I like Spider-Man. If you couldn't tell by the amount of posts I've made on the character, I'm telling you now. In fact, as I type these words, I'm wearing a Spider-Man jacket, Spider-Man watch, and Spider-Man shoes. And, naturally, when I see a movie adaptation of Spider-Man, I expect something good.

Well, let me clarify this: I don't like The Amazing Spider-Man, simply because I didn't get what I thought I would, and wasn't a fan of what I got. What I expected, based on the previews, was for a movie that took quite a bit from the comics, since the previews had the webshooters, and Gwen Stacy. What I got made me ask, "Did these morons even read a fucking comic?" Anyway, let me get to the point here: I'm going to be analyzing what I remember of the movie compared to the comic. Now, I'm not going to really compare the plot or anything, but things about the characters, or dumbass changes are all fair game.

1) Spider-Man's costume. I have one question: Why? Why would one think that changing the costume is a good idea? Granted, I do understand that some minor changes will be made to the costume, but come on, guys. What the fuck? (Yes, I know, the changed it for the second movie, which I do like)
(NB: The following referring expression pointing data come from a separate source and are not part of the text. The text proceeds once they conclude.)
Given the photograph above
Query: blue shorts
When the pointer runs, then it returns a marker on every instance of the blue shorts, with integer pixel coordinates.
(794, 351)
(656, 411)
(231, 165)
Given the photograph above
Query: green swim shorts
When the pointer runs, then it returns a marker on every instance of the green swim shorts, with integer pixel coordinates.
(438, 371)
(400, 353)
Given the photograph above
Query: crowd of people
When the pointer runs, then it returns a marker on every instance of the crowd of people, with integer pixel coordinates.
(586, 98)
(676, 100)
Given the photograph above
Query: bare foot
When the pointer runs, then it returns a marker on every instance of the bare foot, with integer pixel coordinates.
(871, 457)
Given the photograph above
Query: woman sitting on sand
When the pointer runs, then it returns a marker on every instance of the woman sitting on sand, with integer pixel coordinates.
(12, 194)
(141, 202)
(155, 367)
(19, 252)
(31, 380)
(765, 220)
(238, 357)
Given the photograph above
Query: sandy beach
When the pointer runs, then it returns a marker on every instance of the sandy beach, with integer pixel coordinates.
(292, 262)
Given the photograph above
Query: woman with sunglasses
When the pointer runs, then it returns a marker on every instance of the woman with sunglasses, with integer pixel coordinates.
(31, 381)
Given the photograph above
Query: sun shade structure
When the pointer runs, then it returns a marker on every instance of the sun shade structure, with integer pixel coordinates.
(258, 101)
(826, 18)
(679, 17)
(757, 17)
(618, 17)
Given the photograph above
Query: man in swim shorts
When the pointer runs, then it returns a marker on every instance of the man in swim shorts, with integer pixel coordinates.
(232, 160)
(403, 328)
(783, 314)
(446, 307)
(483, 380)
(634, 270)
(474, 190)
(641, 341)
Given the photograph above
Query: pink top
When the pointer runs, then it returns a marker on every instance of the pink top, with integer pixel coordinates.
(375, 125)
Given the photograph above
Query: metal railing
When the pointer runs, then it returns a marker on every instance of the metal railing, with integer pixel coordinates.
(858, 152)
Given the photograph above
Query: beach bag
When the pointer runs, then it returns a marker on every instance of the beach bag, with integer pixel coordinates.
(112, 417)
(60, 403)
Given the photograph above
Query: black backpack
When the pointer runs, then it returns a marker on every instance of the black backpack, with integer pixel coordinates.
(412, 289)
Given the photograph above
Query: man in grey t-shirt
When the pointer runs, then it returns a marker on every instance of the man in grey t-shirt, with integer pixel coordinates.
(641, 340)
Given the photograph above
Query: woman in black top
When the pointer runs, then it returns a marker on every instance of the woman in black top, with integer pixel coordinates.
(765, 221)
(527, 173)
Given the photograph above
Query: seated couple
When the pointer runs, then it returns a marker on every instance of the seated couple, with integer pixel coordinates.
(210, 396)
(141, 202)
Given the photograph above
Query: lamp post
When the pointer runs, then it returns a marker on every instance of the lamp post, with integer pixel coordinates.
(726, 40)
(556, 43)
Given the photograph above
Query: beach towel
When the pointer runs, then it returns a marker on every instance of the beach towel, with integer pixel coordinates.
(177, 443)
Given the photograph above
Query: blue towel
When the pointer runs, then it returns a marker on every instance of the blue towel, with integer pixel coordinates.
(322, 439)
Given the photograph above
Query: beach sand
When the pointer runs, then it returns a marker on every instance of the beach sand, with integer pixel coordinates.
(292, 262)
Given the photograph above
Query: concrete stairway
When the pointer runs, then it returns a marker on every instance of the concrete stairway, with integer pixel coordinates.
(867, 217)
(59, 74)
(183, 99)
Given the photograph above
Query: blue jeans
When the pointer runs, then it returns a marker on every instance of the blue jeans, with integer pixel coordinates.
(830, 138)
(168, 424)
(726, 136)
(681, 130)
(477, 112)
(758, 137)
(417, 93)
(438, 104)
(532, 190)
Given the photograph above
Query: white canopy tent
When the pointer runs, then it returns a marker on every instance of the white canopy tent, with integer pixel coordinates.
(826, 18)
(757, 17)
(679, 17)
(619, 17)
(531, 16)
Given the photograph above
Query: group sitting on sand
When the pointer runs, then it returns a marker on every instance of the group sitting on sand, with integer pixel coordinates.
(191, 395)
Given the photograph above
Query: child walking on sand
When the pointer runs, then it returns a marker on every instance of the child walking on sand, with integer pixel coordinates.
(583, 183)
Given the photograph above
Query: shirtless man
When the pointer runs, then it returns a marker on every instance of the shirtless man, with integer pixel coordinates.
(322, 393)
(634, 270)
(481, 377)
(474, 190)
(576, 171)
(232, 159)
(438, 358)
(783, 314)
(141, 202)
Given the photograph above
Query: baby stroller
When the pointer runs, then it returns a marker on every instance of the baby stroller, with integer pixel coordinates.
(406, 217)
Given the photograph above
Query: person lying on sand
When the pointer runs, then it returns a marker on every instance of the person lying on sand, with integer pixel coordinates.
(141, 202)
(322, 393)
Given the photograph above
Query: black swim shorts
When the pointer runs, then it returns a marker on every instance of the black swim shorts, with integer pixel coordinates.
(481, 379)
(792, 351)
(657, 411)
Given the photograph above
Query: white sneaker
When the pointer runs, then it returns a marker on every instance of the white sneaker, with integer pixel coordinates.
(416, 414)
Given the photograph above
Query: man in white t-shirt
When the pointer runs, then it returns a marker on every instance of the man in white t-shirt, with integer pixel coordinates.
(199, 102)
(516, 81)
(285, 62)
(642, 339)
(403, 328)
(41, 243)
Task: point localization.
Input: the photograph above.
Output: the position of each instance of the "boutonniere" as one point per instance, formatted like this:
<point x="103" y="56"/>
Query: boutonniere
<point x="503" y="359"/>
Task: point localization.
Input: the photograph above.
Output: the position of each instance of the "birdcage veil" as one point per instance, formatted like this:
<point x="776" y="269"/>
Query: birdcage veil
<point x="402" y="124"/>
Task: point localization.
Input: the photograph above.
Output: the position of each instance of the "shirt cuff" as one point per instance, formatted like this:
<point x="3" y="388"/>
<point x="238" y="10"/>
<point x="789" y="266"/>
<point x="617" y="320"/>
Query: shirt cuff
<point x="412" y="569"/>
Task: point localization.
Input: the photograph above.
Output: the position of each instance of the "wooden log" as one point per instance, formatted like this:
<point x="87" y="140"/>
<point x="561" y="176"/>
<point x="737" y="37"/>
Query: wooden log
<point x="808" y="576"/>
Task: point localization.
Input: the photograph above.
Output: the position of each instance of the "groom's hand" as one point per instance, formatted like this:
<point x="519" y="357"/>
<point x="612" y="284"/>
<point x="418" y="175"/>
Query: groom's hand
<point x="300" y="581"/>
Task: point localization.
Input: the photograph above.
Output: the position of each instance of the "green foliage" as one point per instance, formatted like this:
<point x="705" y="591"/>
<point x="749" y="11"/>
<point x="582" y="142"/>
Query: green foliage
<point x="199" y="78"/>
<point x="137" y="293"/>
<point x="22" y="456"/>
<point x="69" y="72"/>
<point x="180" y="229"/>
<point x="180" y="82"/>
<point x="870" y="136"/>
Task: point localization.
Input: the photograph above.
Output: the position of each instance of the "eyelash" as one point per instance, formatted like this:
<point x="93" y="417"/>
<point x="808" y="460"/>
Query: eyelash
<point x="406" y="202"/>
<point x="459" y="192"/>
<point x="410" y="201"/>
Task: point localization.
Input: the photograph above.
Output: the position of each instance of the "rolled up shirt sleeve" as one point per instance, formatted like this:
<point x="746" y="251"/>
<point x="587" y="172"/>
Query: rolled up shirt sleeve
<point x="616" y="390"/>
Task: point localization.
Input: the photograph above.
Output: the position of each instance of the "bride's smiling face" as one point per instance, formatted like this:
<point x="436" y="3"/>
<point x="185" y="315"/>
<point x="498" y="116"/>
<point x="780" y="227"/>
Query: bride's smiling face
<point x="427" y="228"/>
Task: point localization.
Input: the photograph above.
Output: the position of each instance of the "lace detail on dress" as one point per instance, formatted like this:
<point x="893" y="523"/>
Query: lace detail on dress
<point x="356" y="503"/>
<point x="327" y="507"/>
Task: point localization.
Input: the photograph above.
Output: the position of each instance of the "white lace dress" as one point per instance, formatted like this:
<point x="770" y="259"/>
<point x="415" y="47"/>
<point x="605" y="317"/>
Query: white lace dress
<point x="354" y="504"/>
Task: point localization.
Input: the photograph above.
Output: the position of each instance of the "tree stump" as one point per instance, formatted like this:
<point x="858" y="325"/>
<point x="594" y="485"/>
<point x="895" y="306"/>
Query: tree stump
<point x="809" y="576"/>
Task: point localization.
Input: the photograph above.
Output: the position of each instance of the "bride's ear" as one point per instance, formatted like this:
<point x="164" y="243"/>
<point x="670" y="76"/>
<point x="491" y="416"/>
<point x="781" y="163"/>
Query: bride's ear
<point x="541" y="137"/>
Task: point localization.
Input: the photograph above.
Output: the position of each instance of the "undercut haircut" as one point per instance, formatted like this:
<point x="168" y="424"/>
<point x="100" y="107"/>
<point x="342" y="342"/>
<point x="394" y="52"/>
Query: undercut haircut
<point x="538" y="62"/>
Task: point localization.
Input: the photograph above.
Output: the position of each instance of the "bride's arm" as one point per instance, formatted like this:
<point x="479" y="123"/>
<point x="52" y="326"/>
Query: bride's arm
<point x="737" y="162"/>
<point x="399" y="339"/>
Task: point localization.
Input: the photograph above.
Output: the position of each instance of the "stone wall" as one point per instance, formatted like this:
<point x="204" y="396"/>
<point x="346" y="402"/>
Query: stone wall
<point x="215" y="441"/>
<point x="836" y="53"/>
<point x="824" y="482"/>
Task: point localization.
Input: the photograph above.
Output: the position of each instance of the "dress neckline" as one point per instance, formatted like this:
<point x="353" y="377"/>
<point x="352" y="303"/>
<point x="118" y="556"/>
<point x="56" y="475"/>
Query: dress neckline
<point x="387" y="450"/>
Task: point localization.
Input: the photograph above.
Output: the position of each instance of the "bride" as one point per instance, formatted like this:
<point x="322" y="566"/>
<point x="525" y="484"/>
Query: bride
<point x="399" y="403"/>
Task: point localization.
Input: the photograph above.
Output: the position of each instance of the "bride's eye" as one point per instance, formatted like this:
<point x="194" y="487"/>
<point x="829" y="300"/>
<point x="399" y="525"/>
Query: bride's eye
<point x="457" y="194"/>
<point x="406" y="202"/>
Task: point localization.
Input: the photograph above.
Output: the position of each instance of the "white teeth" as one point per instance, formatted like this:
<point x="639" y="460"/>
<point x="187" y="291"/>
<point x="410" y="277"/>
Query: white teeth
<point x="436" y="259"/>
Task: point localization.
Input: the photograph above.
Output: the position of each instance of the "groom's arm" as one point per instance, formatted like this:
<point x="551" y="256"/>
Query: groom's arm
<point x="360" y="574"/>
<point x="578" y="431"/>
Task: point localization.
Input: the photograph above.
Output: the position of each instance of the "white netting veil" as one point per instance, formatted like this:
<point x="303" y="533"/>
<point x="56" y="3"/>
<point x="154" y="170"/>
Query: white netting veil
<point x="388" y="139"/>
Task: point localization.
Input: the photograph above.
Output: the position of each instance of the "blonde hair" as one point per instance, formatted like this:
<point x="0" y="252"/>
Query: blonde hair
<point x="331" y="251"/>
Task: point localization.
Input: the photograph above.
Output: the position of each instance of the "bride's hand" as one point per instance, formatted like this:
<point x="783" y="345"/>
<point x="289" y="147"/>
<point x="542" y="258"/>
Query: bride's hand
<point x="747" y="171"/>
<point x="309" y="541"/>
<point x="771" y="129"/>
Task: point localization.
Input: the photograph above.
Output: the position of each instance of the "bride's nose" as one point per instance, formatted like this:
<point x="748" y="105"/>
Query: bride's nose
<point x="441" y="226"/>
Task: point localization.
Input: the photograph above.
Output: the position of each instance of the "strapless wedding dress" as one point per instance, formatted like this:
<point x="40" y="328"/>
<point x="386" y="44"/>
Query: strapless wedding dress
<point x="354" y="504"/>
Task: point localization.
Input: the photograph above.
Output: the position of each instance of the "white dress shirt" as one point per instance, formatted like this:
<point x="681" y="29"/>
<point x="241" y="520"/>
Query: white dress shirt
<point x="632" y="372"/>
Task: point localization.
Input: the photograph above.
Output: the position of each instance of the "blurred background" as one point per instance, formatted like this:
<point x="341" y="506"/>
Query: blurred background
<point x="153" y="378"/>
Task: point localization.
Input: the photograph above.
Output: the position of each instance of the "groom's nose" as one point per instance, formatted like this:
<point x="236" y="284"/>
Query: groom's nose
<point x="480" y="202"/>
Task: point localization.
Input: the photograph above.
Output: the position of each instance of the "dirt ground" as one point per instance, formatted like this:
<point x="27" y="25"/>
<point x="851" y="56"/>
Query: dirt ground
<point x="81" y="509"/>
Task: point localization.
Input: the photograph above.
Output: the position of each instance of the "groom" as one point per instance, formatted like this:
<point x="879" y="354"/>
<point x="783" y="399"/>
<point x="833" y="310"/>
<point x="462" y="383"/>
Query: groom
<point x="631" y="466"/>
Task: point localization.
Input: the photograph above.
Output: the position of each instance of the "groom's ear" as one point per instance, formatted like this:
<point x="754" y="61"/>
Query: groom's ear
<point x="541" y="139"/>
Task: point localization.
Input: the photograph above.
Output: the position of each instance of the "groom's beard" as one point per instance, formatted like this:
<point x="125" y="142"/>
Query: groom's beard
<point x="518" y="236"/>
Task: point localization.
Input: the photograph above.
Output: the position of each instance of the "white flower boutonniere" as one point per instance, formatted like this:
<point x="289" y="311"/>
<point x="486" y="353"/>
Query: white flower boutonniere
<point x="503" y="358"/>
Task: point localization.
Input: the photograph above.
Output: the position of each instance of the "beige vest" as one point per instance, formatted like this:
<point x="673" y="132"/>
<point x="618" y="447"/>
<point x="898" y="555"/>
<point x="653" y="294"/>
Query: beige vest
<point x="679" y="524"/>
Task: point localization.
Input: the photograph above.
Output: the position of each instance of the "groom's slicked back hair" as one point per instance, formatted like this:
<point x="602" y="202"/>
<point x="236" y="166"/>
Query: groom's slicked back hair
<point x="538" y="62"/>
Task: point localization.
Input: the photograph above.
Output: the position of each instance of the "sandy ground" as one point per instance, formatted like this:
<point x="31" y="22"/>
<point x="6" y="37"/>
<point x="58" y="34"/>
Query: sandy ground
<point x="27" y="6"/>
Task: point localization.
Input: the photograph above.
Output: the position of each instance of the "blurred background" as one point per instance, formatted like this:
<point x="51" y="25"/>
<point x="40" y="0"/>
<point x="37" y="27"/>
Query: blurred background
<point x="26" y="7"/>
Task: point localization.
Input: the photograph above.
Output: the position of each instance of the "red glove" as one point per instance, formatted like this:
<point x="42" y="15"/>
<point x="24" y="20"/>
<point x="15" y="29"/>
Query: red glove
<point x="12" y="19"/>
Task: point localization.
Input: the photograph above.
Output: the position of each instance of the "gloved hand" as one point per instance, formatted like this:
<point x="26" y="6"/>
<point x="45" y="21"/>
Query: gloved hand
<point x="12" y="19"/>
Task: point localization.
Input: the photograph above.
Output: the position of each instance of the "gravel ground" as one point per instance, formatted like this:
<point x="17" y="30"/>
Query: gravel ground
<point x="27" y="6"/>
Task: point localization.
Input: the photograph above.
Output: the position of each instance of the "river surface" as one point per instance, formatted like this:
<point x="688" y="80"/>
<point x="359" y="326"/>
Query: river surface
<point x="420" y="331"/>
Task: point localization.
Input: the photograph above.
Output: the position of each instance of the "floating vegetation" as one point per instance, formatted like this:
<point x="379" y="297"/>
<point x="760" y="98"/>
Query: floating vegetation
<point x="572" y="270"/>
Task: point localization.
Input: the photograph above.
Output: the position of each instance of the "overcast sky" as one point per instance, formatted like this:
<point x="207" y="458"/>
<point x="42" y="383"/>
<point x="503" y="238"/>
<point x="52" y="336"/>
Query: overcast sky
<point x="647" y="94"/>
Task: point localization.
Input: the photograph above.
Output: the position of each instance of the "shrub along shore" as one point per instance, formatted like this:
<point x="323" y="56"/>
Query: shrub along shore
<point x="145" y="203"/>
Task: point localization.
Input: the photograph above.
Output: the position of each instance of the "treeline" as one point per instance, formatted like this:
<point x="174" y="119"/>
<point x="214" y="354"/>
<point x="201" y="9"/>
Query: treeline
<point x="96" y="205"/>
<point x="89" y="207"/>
2) Curt Connors' family. More specifically, his lack of family. In the comics, he had a wife, Martha, and a son, Billy. In this movie, he doesn't. Personally, I think that having Martha and Billy in the movie would've made the Lizard less of a caricature of a mad scientist who tested his formula on himself for plot purposes. Granted, his origin was similar to the Green Goblin's in the first Spider-Man movie, and maybe having a son might have increased the similarity, but whatever. I should mention that in the comics, Curt lived in the Everglades at first, but having him in New York makes some sense story wise.

3) Spider-Man's origin. Originally, Spider-Man uses his powers for personal gain and becomes arrogant to the point of letting a thief escape, a thief who kills his uncle. This is a great origin, and doesn't need to be changed. So, naturally, this movie changes it. Instead of using his powers for personal gain, Peter decides not to use them at all, and lets a thief escape because some cashier was a dick. Spidey also sees the thief who kills his uncle, instead of finding out after he finds the killer. Way to undercut dramatic tenstion, guys. This is one of the main things that pissed me off: they ignored most of Spider-Man's origin, and never adequately explain why he started fighting crime. He just went looking for the guy who killed his uncle, and segued into fighting crime in general. AND HE NEVER FINDS THE THIEF. Ugh.

4) The Daily Bugle. In the comics, Peter Parker works for the Daily Bugle taking pictures of his alter ego to sell to The Daily Bugle. The Bugle, in turn, demonizes Spider-Man. The Daily Bugle here is simply a news channel. Also, there's no J. Jonah Jameson. Now, some might argue that Spidey doesn't work at the Bugle until The Amazing Spider-Man #2 (comic), and this movie is adapting Amazing Fantasy #15. Yeah, but this movie is adapting, however loosely, The Amazing Spider-Man #6, and Spidey first met the Lizard because of the Bugle. (And yes, I know, Peter starts selling pictures to the Bugle, and JJJ emails him, but I'm talking about the first movie here.)

5) George Stacy. In the comics, he was an old police captain, and Gwen's father, who supported Spider-Man. Here, he's played by Irish comedian Dennis Leary (who is actually pretty funny), and hates Spider-Man. And originally, when he dies in the comics, when he dies, he says to Spider-Man, "Be good to her," (her being Gwen). Here, when Stacy dies, he says, "Stay away from my daughter." Now, I don't really have a big problem with this part; it works with the movie. What I do have a problem with is, at the end of the movie, Peter ignoring George's plea, and decides, "Fuck it. I want to fuck her." THAT IS NOT SOMETHING PETER PARKER WOULD DO. EVER. AND IF HE DID, HE WOULD BE RACKED BY GUILT. AND DON'T MENTION THE SEQUEL TO THIS MOVIE! Sorry. This just bothers me.

I should end this list here for now, since these are the biggies, before my blood pressure goes sky high. And if you take one thing away from my rant, let it be this: try not to compare a comic book movie too closely to a comic, even if it's a reboot that promises to be faithful to it.